With this information as background, Table 11 illustrates the degree to which individual

students are observed to be sorting into the types of courses for which they appear, based on

our model, to be best suited. In particular, we label a student as specializing in a particular

course type if the number of courses taken in that course type is higher than the number of

courses taken in either of the other two course types. Panel A of this table displays results

using the estimated abilities from our homogeneous gamma model standardized to a N(0,1)

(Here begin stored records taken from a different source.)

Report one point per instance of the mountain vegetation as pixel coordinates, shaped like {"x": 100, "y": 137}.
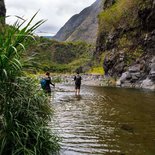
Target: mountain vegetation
{"x": 60, "y": 57}
{"x": 126, "y": 40}
{"x": 82, "y": 26}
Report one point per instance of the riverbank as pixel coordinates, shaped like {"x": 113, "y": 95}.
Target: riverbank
{"x": 105, "y": 81}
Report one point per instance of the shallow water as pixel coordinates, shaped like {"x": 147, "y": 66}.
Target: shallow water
{"x": 106, "y": 121}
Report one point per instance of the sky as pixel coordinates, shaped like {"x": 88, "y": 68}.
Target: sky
{"x": 56, "y": 12}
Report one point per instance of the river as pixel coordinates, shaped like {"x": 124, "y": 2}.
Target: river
{"x": 105, "y": 121}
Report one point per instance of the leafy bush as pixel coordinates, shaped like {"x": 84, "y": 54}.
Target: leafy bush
{"x": 122, "y": 13}
{"x": 24, "y": 110}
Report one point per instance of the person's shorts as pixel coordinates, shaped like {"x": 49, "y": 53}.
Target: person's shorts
{"x": 77, "y": 86}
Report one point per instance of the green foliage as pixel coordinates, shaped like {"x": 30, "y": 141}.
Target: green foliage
{"x": 121, "y": 14}
{"x": 24, "y": 109}
{"x": 133, "y": 54}
{"x": 25, "y": 115}
{"x": 58, "y": 56}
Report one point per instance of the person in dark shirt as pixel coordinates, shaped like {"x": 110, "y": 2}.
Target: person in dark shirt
{"x": 48, "y": 83}
{"x": 77, "y": 80}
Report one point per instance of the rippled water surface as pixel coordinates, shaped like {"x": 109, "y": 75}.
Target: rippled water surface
{"x": 106, "y": 121}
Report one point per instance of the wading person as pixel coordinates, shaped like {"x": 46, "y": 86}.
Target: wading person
{"x": 77, "y": 80}
{"x": 46, "y": 82}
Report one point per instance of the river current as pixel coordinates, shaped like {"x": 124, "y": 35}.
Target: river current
{"x": 105, "y": 121}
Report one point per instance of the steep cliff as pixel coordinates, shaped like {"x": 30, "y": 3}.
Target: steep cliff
{"x": 126, "y": 40}
{"x": 82, "y": 26}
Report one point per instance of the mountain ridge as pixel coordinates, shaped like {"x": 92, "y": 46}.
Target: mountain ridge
{"x": 82, "y": 26}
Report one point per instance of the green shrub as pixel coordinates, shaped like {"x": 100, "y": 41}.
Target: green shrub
{"x": 122, "y": 13}
{"x": 24, "y": 110}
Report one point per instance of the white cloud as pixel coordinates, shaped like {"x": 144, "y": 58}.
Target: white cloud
{"x": 56, "y": 12}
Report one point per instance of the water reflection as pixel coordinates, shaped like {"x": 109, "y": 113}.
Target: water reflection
{"x": 107, "y": 121}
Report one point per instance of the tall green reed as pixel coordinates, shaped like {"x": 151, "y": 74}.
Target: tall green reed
{"x": 25, "y": 111}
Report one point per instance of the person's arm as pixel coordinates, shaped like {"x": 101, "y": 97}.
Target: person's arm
{"x": 51, "y": 82}
{"x": 74, "y": 78}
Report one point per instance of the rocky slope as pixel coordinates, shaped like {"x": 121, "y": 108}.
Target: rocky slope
{"x": 82, "y": 26}
{"x": 126, "y": 40}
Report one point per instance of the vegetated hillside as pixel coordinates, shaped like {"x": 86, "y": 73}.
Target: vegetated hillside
{"x": 54, "y": 56}
{"x": 82, "y": 26}
{"x": 126, "y": 41}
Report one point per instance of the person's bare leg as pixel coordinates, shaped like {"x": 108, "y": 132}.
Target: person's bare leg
{"x": 78, "y": 91}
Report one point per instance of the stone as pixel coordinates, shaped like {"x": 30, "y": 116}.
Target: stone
{"x": 135, "y": 68}
{"x": 148, "y": 84}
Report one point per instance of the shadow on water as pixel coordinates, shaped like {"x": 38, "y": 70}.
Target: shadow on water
{"x": 107, "y": 121}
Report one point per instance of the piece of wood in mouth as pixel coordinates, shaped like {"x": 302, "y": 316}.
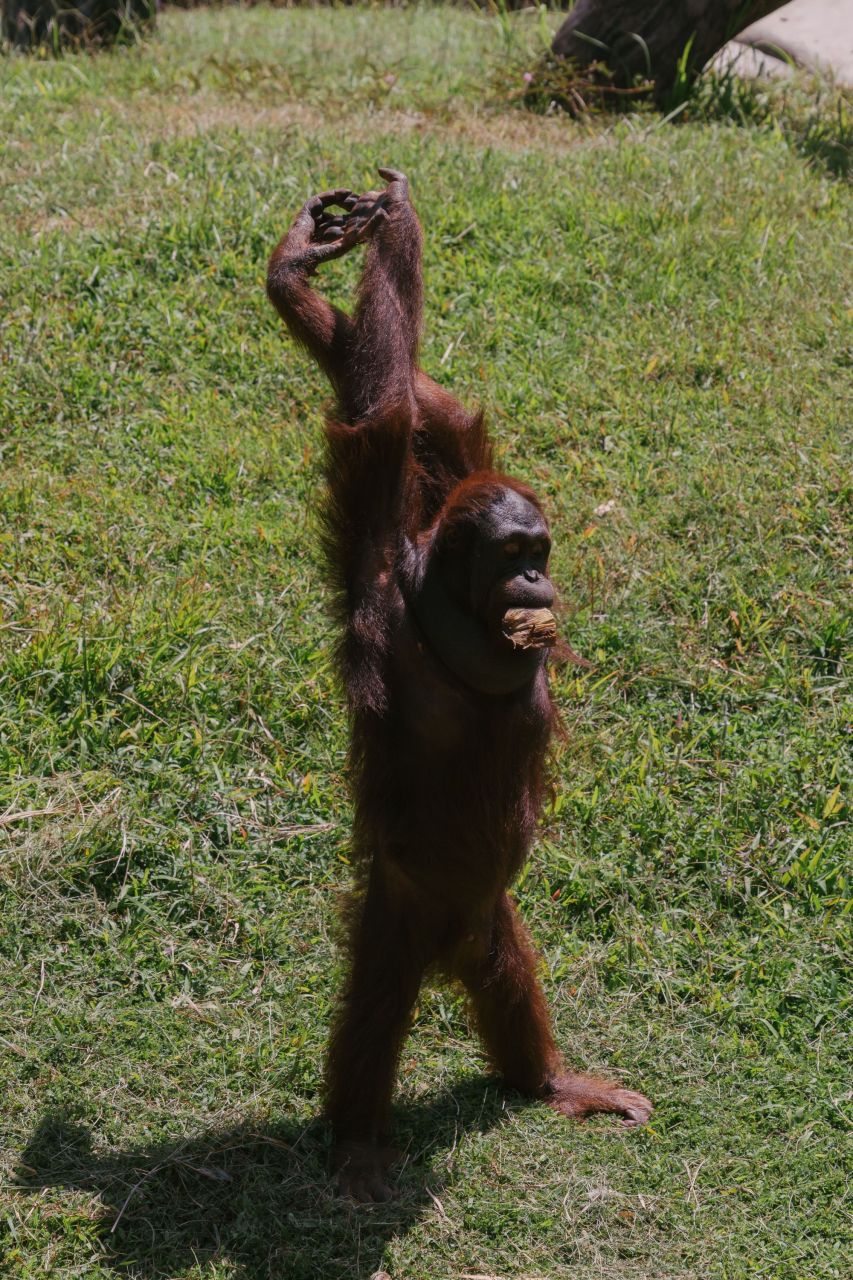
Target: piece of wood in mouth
{"x": 529, "y": 629}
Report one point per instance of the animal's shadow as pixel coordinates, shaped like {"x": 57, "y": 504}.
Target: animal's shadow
{"x": 258, "y": 1197}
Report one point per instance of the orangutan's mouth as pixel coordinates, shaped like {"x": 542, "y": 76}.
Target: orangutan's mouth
{"x": 529, "y": 629}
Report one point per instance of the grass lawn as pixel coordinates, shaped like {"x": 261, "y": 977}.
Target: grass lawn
{"x": 657, "y": 319}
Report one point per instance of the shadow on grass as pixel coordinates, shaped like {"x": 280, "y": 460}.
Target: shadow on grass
{"x": 255, "y": 1197}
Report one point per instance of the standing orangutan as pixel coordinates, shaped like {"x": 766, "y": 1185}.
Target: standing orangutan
{"x": 441, "y": 567}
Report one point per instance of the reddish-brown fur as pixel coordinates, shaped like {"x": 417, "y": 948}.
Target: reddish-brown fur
{"x": 447, "y": 781}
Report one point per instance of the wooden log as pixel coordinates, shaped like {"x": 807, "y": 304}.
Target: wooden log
{"x": 660, "y": 41}
{"x": 529, "y": 629}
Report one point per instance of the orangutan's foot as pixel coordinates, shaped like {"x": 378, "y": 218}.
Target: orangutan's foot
{"x": 585, "y": 1095}
{"x": 361, "y": 1169}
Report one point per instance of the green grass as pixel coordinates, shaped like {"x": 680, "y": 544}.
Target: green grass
{"x": 658, "y": 324}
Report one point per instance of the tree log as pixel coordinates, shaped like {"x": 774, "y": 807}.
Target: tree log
{"x": 664, "y": 41}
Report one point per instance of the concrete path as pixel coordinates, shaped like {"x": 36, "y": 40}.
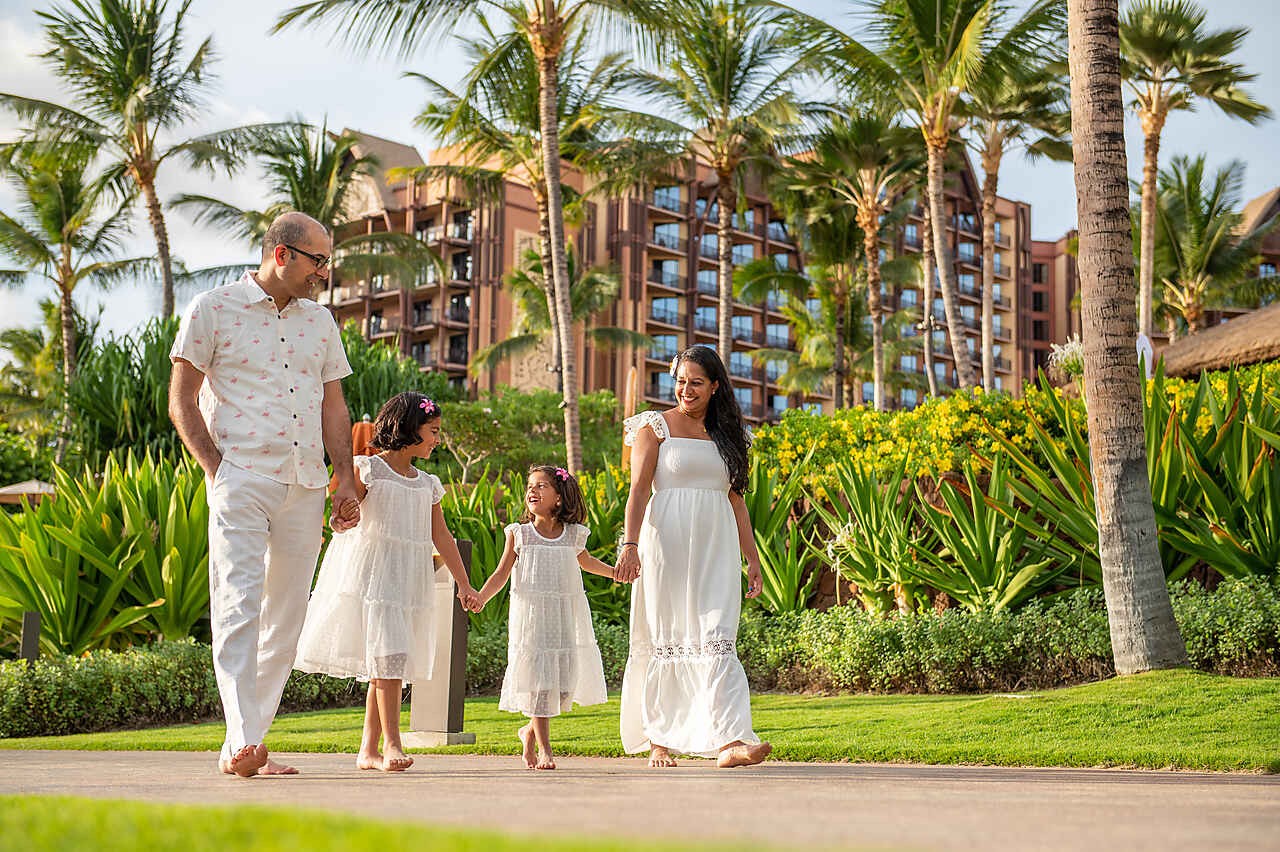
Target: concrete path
{"x": 780, "y": 805}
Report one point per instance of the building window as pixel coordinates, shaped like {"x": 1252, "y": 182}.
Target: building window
{"x": 664, "y": 347}
{"x": 666, "y": 310}
{"x": 704, "y": 319}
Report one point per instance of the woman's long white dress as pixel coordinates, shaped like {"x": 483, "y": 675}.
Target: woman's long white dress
{"x": 552, "y": 658}
{"x": 371, "y": 612}
{"x": 685, "y": 687}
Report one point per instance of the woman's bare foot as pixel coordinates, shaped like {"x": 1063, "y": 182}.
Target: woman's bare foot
{"x": 743, "y": 755}
{"x": 530, "y": 750}
{"x": 396, "y": 760}
{"x": 247, "y": 761}
{"x": 659, "y": 757}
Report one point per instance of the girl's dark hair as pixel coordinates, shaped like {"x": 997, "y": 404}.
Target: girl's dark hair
{"x": 723, "y": 416}
{"x": 401, "y": 418}
{"x": 572, "y": 508}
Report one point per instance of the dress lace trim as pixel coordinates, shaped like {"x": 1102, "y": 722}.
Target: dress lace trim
{"x": 632, "y": 425}
{"x": 711, "y": 649}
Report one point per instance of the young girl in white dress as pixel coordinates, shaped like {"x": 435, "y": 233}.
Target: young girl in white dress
{"x": 371, "y": 615}
{"x": 552, "y": 658}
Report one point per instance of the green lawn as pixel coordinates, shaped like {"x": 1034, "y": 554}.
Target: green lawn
{"x": 73, "y": 824}
{"x": 1162, "y": 719}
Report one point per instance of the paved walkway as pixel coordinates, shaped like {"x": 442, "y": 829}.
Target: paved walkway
{"x": 781, "y": 805}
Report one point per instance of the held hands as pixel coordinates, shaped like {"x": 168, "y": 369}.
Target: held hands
{"x": 629, "y": 564}
{"x": 346, "y": 511}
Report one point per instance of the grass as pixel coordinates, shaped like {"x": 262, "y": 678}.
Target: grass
{"x": 73, "y": 824}
{"x": 1157, "y": 720}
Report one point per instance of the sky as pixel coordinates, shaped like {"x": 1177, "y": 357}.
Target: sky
{"x": 261, "y": 77}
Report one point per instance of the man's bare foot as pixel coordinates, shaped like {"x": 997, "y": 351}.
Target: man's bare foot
{"x": 659, "y": 757}
{"x": 396, "y": 760}
{"x": 530, "y": 750}
{"x": 743, "y": 755}
{"x": 273, "y": 768}
{"x": 247, "y": 761}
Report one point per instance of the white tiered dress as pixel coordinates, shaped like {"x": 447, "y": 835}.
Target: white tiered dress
{"x": 685, "y": 687}
{"x": 371, "y": 612}
{"x": 552, "y": 658}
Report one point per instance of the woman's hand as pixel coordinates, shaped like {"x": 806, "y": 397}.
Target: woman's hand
{"x": 629, "y": 564}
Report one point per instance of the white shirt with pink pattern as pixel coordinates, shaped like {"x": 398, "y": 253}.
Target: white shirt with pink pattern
{"x": 265, "y": 372}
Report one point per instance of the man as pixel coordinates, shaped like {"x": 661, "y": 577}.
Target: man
{"x": 256, "y": 388}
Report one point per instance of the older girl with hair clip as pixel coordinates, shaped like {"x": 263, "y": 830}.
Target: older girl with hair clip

distribution, and Panel B displays results using only the portion of those estimated abilities

that could be predicted based on observable characteristics, also standardized to N(0,1). The

rows correspond to the sets of students who specialize in humanities, social sciences, and math

and science, respectively. The numbers along the rows gives the mean (normalized) fixed effect

for each of the different course types.

We see two striking patterns in Panel A. First, students who specialize in humanities

courses are estimated to be less able across the board than those who specialize in either

the social sciences or math and science. Students specializing in math and science are the

most able across the board, with higher average fixed effects in each course type. Even more

interesting, students in each specialization group appear to have specialized in the area for

which they are most suited. This can be seen from the fact that the highest number in each row

is that corresponding to the course type specialized in by that sample of students–the highest

number in each row is on the diagonal.20 Panel B of Table 11, where we use only observed

ability to examine selection, also illustrates both absolute and comparative advantage, but

reflects more attenuated distributions of abilities and less heterogeneity than shown in Panel

A.20Paglin and Rufolo (1990) find similar sorting patterns using GRE exam data and transcript data from the

University of Oregon and Oregon State University. They find that students with high math ability tend to take

courses in which there is a high return to this skill.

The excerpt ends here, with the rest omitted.